What makes organization different from mobilization is that it takes a very long time. It takes lots of conversations not only about how nice or mean an individual is, but how functional or dysfunctional systems are.

This morning on The Daily NYTimes podcast with Michael Barbara, I was blown away by the reporting by Shalia Dewan who presented eye-opening information about why it is almost impossible to create positive reform within law enforcement.

When there is a complaint about a cop, the internal affairs division kicks in to investigate. In other words, the police are being left to police themselves. When there is a complaint that is investigated, police use the argument of precedent to protect a bad cop. In other words, if there is a precedent of leniency for a misbehaving cop, that precedent is used to argue for the same leniency for the bad behavior of the moment.

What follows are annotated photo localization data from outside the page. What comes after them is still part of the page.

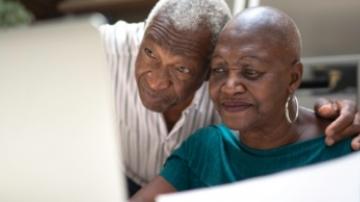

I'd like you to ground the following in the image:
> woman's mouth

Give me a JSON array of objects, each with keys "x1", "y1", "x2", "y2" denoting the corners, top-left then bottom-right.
[{"x1": 221, "y1": 101, "x2": 252, "y2": 112}]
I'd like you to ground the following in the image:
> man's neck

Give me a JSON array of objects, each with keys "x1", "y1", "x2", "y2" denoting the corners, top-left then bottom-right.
[{"x1": 163, "y1": 95, "x2": 194, "y2": 132}]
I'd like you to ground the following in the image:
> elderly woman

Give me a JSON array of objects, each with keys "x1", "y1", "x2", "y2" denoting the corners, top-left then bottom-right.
[{"x1": 131, "y1": 6, "x2": 357, "y2": 202}]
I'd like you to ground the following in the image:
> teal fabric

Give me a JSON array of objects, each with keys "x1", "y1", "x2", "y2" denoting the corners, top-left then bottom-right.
[{"x1": 160, "y1": 124, "x2": 354, "y2": 191}]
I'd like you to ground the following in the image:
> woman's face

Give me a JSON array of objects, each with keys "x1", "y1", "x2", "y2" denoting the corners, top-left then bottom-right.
[{"x1": 209, "y1": 25, "x2": 302, "y2": 133}]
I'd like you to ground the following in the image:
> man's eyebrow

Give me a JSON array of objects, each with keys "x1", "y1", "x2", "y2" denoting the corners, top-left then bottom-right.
[
  {"x1": 146, "y1": 35, "x2": 199, "y2": 62},
  {"x1": 146, "y1": 28, "x2": 206, "y2": 59},
  {"x1": 170, "y1": 46, "x2": 204, "y2": 58}
]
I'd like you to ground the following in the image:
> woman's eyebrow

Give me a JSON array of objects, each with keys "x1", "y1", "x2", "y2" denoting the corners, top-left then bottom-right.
[
  {"x1": 237, "y1": 54, "x2": 269, "y2": 64},
  {"x1": 210, "y1": 54, "x2": 222, "y2": 60}
]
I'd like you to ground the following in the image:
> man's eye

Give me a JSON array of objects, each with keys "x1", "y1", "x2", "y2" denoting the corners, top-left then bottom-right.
[
  {"x1": 144, "y1": 47, "x2": 156, "y2": 58},
  {"x1": 176, "y1": 66, "x2": 190, "y2": 74}
]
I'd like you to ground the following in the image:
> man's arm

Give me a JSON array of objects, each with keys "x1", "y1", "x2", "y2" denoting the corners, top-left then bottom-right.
[
  {"x1": 314, "y1": 98, "x2": 360, "y2": 150},
  {"x1": 130, "y1": 176, "x2": 176, "y2": 202}
]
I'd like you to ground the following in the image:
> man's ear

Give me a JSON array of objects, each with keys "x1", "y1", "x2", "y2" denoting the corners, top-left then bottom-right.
[{"x1": 289, "y1": 62, "x2": 303, "y2": 92}]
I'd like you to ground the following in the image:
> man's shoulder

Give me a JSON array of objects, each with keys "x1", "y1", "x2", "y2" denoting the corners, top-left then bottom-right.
[
  {"x1": 99, "y1": 20, "x2": 145, "y2": 54},
  {"x1": 100, "y1": 20, "x2": 145, "y2": 32},
  {"x1": 99, "y1": 20, "x2": 145, "y2": 42}
]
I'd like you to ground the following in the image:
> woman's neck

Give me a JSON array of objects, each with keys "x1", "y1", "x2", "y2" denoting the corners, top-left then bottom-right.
[
  {"x1": 239, "y1": 120, "x2": 299, "y2": 150},
  {"x1": 238, "y1": 107, "x2": 325, "y2": 150}
]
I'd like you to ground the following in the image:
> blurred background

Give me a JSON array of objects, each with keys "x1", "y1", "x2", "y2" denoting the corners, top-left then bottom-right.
[{"x1": 1, "y1": 0, "x2": 359, "y2": 107}]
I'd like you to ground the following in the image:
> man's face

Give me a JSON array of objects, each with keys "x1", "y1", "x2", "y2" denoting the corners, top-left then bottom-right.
[
  {"x1": 135, "y1": 16, "x2": 212, "y2": 113},
  {"x1": 209, "y1": 24, "x2": 300, "y2": 132}
]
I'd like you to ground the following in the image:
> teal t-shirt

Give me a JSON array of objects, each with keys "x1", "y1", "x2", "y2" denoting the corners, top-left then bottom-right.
[{"x1": 160, "y1": 124, "x2": 354, "y2": 191}]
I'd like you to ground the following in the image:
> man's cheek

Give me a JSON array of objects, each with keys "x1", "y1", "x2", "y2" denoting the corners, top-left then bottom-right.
[{"x1": 176, "y1": 85, "x2": 192, "y2": 100}]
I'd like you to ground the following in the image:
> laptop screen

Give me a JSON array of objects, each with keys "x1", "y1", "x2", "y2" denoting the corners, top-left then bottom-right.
[{"x1": 0, "y1": 15, "x2": 127, "y2": 202}]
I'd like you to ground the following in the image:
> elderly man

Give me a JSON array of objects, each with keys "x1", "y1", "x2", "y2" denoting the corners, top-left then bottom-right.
[{"x1": 100, "y1": 0, "x2": 360, "y2": 196}]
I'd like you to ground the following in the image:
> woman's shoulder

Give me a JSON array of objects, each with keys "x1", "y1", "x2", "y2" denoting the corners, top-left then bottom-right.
[
  {"x1": 188, "y1": 123, "x2": 231, "y2": 140},
  {"x1": 297, "y1": 107, "x2": 328, "y2": 140},
  {"x1": 179, "y1": 124, "x2": 236, "y2": 152}
]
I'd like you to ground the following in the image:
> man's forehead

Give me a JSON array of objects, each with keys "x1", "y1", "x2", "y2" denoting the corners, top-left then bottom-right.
[
  {"x1": 145, "y1": 19, "x2": 212, "y2": 60},
  {"x1": 145, "y1": 33, "x2": 203, "y2": 58},
  {"x1": 147, "y1": 15, "x2": 210, "y2": 37}
]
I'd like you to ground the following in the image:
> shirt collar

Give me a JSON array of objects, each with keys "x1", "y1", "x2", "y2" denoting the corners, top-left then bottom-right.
[{"x1": 184, "y1": 82, "x2": 209, "y2": 114}]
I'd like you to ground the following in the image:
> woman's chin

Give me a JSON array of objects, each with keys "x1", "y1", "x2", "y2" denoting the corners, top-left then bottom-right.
[
  {"x1": 223, "y1": 119, "x2": 250, "y2": 132},
  {"x1": 221, "y1": 112, "x2": 252, "y2": 131}
]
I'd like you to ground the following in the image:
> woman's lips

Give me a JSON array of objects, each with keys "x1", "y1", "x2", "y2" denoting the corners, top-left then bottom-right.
[{"x1": 221, "y1": 101, "x2": 252, "y2": 112}]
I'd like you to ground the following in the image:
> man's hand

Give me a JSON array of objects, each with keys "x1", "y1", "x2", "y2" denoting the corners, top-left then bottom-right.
[{"x1": 315, "y1": 98, "x2": 360, "y2": 150}]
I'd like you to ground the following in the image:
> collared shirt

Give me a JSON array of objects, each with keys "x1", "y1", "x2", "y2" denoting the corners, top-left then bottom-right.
[{"x1": 100, "y1": 21, "x2": 221, "y2": 185}]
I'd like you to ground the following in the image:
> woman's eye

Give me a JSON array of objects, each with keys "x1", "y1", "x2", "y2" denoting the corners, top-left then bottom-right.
[
  {"x1": 243, "y1": 69, "x2": 262, "y2": 79},
  {"x1": 144, "y1": 47, "x2": 155, "y2": 58},
  {"x1": 211, "y1": 67, "x2": 225, "y2": 74},
  {"x1": 176, "y1": 66, "x2": 190, "y2": 74}
]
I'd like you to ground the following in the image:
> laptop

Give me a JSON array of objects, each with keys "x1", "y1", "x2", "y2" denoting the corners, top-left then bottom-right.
[{"x1": 0, "y1": 15, "x2": 127, "y2": 202}]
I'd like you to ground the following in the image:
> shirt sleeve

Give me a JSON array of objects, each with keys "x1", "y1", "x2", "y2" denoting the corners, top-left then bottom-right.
[
  {"x1": 98, "y1": 21, "x2": 144, "y2": 121},
  {"x1": 98, "y1": 21, "x2": 144, "y2": 73},
  {"x1": 159, "y1": 131, "x2": 208, "y2": 191},
  {"x1": 160, "y1": 152, "x2": 192, "y2": 191}
]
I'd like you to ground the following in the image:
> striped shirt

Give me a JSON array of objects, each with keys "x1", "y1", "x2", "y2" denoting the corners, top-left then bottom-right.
[{"x1": 99, "y1": 21, "x2": 221, "y2": 185}]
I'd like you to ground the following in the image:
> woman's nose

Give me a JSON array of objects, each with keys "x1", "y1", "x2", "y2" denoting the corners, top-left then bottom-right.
[{"x1": 222, "y1": 74, "x2": 246, "y2": 95}]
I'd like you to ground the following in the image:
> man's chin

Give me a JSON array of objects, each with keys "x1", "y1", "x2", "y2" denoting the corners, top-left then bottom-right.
[
  {"x1": 141, "y1": 100, "x2": 169, "y2": 113},
  {"x1": 139, "y1": 91, "x2": 176, "y2": 112}
]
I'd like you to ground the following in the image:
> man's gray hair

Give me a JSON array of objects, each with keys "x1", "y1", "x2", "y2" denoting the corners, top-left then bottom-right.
[{"x1": 145, "y1": 0, "x2": 232, "y2": 46}]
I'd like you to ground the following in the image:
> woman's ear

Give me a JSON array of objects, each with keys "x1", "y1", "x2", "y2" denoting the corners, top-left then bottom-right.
[{"x1": 289, "y1": 62, "x2": 303, "y2": 92}]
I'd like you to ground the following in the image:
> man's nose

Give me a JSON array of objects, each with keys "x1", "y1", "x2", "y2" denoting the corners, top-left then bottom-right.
[{"x1": 146, "y1": 70, "x2": 171, "y2": 91}]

President Obama released his statement about our current crisis a couple of days ago. In it, he said:
"If we want to b ring about real change, then the choice isn't between protest and politics. We have to do both. We have to mobilize to raise awareness, and we have to organize and cast our ballots to make sure that we elect candidates who will act on reform."
This afternoon, President Obama provided comments via television to underscore the importance of both mobilization (which is what we are seeing all around us) and the difficult and arduous work of organization. I think the organization part has many prongs. It's organizing to vote and get good people into office. It's also thinking locally and talking with neighbors about a matter like police reform, use the points that journalists like Dewan unearth, and then latching onto our city leaders and not letting them off the hook for a very long time until reforms are made.

McAlevey notes that the way to find the true organizers in a movement is to find the ones who are listening, not performing. Organizing leaders listen more than they speak, they read and think and converse in order to understand the complexities of an issue, and they dig into the work with a tenacity that lasts not a day or a week or a month ... but years. A lifetime, actually.